ROMA – Molti rappresentanti del mondo accademico, in collaborazione con l’IEEE (Institute of Electrical and Electronics Engineers), e con Key4biz, hanno lanciato una campagna per l’assegnazione di parte dei proventi dell’asta delle frequenze a favore della ricerca scientifica e tecnologica nel nostro Paese.

I promotori ritengono che “una quota di questi fondi potrebbe essere destinata alla ricerca scientifica e tecnologica, dando così un importante segnale ai ricercatori, principalmente ai più giovani, che l’Italia crede nella loro creatività e nel loro impegno, qualità fondamentali per la ripresa e per la competitività internazionale del Paese.

Oltre all’Università, che sta facendo la sua parte, i sacrifici maggiori sono quelli dei nostri giovani di talento che, con minori prospettive d’inserimento e maggiore incertezza del futuro, per svolgere le loro ricerche sono sempre più costretti a ripianificare la loro vita altrove. Un fenomeno – si legge nell’appello – che, impoverendo Università e imprese con la perdita delle componenti migliori, deruba il Paese del suo futuro.
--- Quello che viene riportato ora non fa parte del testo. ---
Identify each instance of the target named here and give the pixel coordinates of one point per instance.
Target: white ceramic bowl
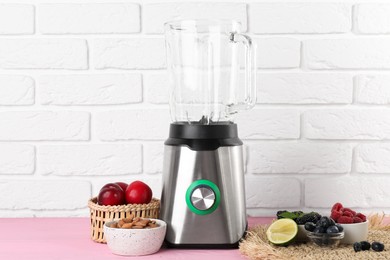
(135, 242)
(355, 232)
La ricerca e l’innovazione contribuiscono invece a creare posti di lavoro e ricchezza e a migliorare la qualità della vita delle persone. “Occorre dunque fare presto a lanciare un programma che sia rigoroso ed equo nella selezione, veloce nelle procedure di assegnazione e attivazione, attento nel monitoraggio dei risultati, che privilegi la valutazione dell’efficacia e dell’efficienza dei risultati rispetto al mero controllo di parametri formali, senza peraltro trascurare forme di incentivo per i ricercatori più meritevoli e prevedendo continuità per le ricerche di maggiore impatto. Ora – conclude il documento dei docenti – è il momento delle scelte che la politica ha il dovere di fare: un investimento sul futuro, questo chiediamo convinti che proprio di questo l’Italia abbia prima di ogni altra cosa bisogno”.

I senatori Vita, Garavaglia, Rusconi e Vimercati chiedono quindi ai Ministri dell’economia e delle finanze, dello sviluppo economico e dell’istruzione e dell’università se intendano rispondere positivamente all’appello richiamato in premessa destinando una quota del fondo d’asta per le frequenze LTE alla Ricerca Scientifica e Tecnologica nel nostro Paese e quali iniziative intendano intraprendere affinché i suddetti fondi vengano principalmente destinati – attraverso procedure di selezione ed assegnazione eque, rigorose e soprattutto rapide – per favorire il coinvolgimento dei giovani ricercatori e il loro inserimento in un rapporto virtuoso tra Università, Centri di Ricerca e Imprese.